## Numpy

From [cs231n note](http://cs231n.github.io/python-numpy-tutorial/).

In [None]:
import numpy as np

a = np.array([1, 2, 3])   # Create a rank 1 array
print(type(a))            # Prints "<class 'numpy.ndarray'>"
print(a.shape)            # Prints "(3,)"
print(a[0], a[1], a[2])   # Prints "1 2 3"

In [None]:
a[0] = 5                  # Change an element of the array
print(a)                  # Prints "[5, 2, 3]"

b = np.array([[1, 2, 3],[4, 5, 6]])    # Create a rank 2 array
print(b.shape)                     # Prints "(2, 3)"
print(b[0, 0], b[0, 1], b[1, 0])   # Prints "1 2 4"

In [None]:
a = np.zeros((2,2))   # Create an array of all zeros
print(a)              # Prints "[[ 0.  0.]
                      #          [ 0.  0.]]"

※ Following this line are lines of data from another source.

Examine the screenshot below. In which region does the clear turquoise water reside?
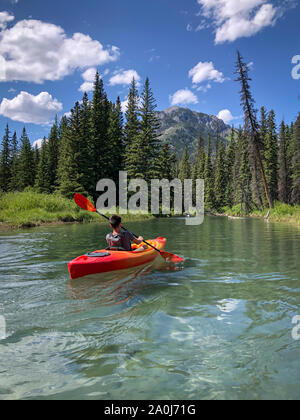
[0,218,300,400]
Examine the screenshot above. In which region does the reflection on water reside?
[0,217,300,400]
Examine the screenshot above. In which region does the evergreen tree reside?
[35,137,52,194]
[9,132,19,191]
[0,124,11,192]
[224,127,236,208]
[179,146,191,184]
[264,111,278,202]
[108,97,124,184]
[239,131,252,216]
[139,77,161,181]
[194,135,205,179]
[285,123,294,204]
[124,79,143,178]
[259,106,268,151]
[91,72,109,200]
[204,136,215,210]
[18,127,35,191]
[159,142,176,181]
[215,142,227,210]
[78,93,95,196]
[58,102,87,198]
[47,117,59,192]
[236,51,272,208]
[291,114,300,204]
[278,121,289,203]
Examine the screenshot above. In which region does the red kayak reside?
[68,238,167,279]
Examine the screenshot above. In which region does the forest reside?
[0,54,300,220]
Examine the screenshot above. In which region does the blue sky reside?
[0,0,300,146]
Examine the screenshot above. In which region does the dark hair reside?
[109,214,122,229]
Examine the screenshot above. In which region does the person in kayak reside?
[106,214,147,252]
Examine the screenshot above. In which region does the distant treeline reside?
[0,73,176,202]
[0,61,300,214]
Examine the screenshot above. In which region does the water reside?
[0,217,300,400]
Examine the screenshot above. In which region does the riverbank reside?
[221,202,300,227]
[0,191,153,230]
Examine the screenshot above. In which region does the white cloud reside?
[32,139,45,149]
[189,61,225,85]
[0,92,63,124]
[193,83,212,93]
[170,89,198,106]
[109,70,141,86]
[0,12,15,29]
[217,109,240,124]
[121,99,128,114]
[79,67,97,92]
[0,16,120,83]
[198,0,287,44]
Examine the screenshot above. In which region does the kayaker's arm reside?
[133,236,144,245]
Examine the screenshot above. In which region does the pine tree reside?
[259,106,268,151]
[124,79,143,179]
[194,135,205,179]
[291,114,300,204]
[239,131,252,216]
[278,121,289,203]
[78,93,95,196]
[35,137,52,194]
[47,117,59,192]
[0,124,11,192]
[285,123,294,204]
[204,136,215,210]
[224,127,236,208]
[91,72,109,200]
[159,142,177,181]
[139,77,161,181]
[108,97,124,184]
[264,111,278,202]
[9,132,19,191]
[179,146,191,184]
[236,51,272,208]
[215,142,227,210]
[58,102,87,198]
[18,127,35,191]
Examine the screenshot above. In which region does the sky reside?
[0,0,300,147]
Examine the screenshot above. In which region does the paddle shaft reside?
[96,210,161,254]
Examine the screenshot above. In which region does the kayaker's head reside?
[109,214,122,232]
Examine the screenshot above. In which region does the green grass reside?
[0,191,152,227]
[222,202,300,226]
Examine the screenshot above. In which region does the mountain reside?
[157,106,231,157]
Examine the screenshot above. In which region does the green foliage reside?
[264,111,278,201]
[0,124,11,191]
[18,127,35,191]
[291,114,300,204]
[179,147,191,184]
[204,137,216,210]
[0,192,151,227]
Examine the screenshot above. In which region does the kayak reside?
[68,238,167,279]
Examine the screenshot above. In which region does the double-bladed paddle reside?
[74,194,184,263]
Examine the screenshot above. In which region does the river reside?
[0,217,300,400]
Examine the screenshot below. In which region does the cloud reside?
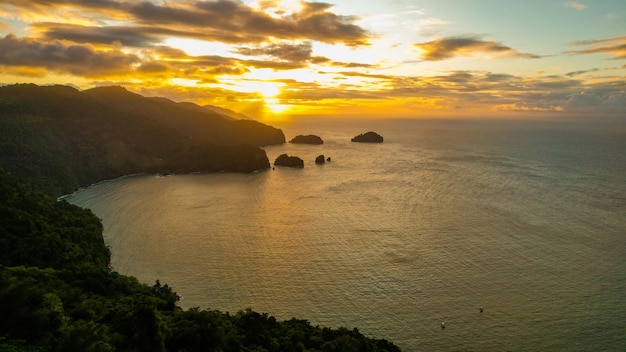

b = np.ones((1,2))    # Create an array of all ones
print(b)              # Prints "[[ 1.  1.]]"

In [None]:
c = np.full((2,2), 7)  # Create a constant array
print(c)               # Prints "[[ 7.  7.]
                       #          [ 7.  7.]]"

d = np.eye(2)         # Create a 2x2 identity matrix
print(d)              # Prints "[[ 1.  0.]
                      #          [ 0.  1.]]"

e = np.random.random((2,2))  # Create an array filled with random values
print(e)                     # Might print "[[ 0.91940167  0.08143941]
                             #               [ 0.68744134  0.87236687]]"

In [None]:
# Create the following rank 2 array with shape (3, 4)
# [[ 1  2  3  4]
#  [ 5  6  7  8]
#  [ 9 10 11 12]]
a = np.array([[1,2,3,4], [5,6,7,8], [9,10,11,12]])

# Use slicing to pull out the subarray consisting of the first 2 rows
# and columns 1 and 2; b is the following array of shape (2, 2):
# [[2 3]
#  [6 7]]
b = a[:2, 1:3]

# A slice of an array is a view into the same data, so modifying it
# will modify the original array.
print(a[0, 1])   # Prints "2"
b[0, 0] = 77     # b[0, 0] is the same piece of data as a[0, 1]
print(a[0, 1])   # Prints "77"

In [None]:
x = np.array([[1,2],[3,4]], dtype=np.float64)
y = np.array([[5,6],[7,8]], dtype=np.float64)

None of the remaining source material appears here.